The underwater debris found in the area of the dam reconstruction was not unusual, but it was more than had been anticipated after soil borings had been taken, Boyle said.

“When you do soil borings, you can’t hit everywhere,” he said.

Boyle remains optimistic that the Anoka County side of the rehabilitation project can be completed by the end of November, he said.

“We should be able to pour cement until the end of October,” Boyle said.

Once it gets cold, then the cement pouring process becomes slower because more precautions have to be taken, according to Boyle.

Removing the coffer dams is not dependent on the weather, Boyle said.

The coffer dams have been built above and below the dam to divert the river and allow construction crews a dry place in which to do their job, he said.

Under the two-year project timetable, work is taking place on the Anoka County side of the dam this year, moving to the Hennepin County side in 2014.

Edward Kraemer and Sons, Inc, which is headquartered in Plain, Wis., but has a Minnesota office in Burnsville, was awarded the dam reconstruction contract in the amount of $10.80 million.

The existing rubber dam is being removed and replaced with nine new steel gates.

A contract for the steel gates to be manufactured and delivered was awarded by the state last fall to the low bidder, Rodney Hunt Company, Orange, Mass. The contract totals $3.5 million.

The first spillway gate components arrived on site May 24, according to the DNR website.

The work on the Anoka County side has also involved building a new concrete apron to replace the concrete apron downstream of the dam where a scour hole was found in 2009.

It was the discovery of the scour hole that resulted in the decision to replace the existing rubber gates not only to extend the life of the dam, but also to make the dam a more effective barrier to the migration of invasive fish species, like Asian carp.

The project is being funded by $16 million that was allocated in the 2011 state bonding bill approved by the Minnesota Legislature and signed by Gov. Mark Dayton.

With the contracts awarded for the new steel gates and the reconstruction work plus the $900,000 contract with Stanley Consultants, Minneapolis, to do the design and engineering, the project is within its budget, Boyle said.

Under a joint powers agreement with Three Rivers Park District, which owns and operates the Coon Rapids Dam, the DNR is solely responsible for the reconstruction of the dam as well as maintaining it as a fish barrier.

The work on the Anoka County side this year has meant the walkway over the dam as well as the Anoka County boat launch have been closed.

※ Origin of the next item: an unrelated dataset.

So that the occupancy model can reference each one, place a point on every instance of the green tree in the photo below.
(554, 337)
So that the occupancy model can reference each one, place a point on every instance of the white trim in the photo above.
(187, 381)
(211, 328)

The walkway will remain closed until the entire project is completed next year, but the boat launch should be back open in 2014, Boyle said.

The water level in six-mile pool above the dam will stay at the summer level permanently, not only throughout the project’s construction period but in the years beyond once the project is completed, according to Boyle.

The Coon Rapids Dam was built in 1913 by Northern States Power Co. to generate hydroelectric power.

When power generation stopped in the 1960s, the power company donated the dam and surrounding land on both sides of the river to the park district.

Anoka County now owns all the park property on the Anoka County side of the dam.